Ms. Miller’s defense of her work then was straightforward: She reported what her sources told her. She has now written a book-length elaboration of that defense, “The Story: A Reporter’s Journey.” The defense is no better now than it was then.

The string of exclusive articles she produced before the Iraq war had the effect of buttressing the Bush administration’s case for invasion.

She had built her career on access. She describes finding, cultivating and tending to powerfully situated sources. She writes that she did not, as some critics of her prewar reporting supposed, sit in her office and wait for the phone to ring. She pounded the pavement.

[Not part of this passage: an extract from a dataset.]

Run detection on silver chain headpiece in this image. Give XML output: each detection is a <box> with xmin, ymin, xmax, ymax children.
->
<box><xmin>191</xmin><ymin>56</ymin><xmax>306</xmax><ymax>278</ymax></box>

And an ambitious reporter with the power, prestige and resources of a large news organization behind her can cover a lot of road.

Opponents of the Iraq invasion and media critics of her reporting accused her of being a secret neoconservative thirsting for war. Whatever her actual politics, though, the agenda that comes through most strongly here is a desire to land on the front page. She rarely mentions an article she wrote without noting that it appeared on the front page or complaining that it did not.

(S)he was the sole reporter embedded with the military team charged with finding Iraq’s weapons of mass destruction. It failed, meaning so had she. Ms. Miller concedes that the Bush administration’s case for war was built largely on Iraq’s presumably ambitious weapons program. In describing what went wrong with one particular claim, she offers a defense that is repeated throughout the book: “The earlier stories had been wrong because the initial intelligence assessments we reported were themselves mistaken – not lies or exaggerations.”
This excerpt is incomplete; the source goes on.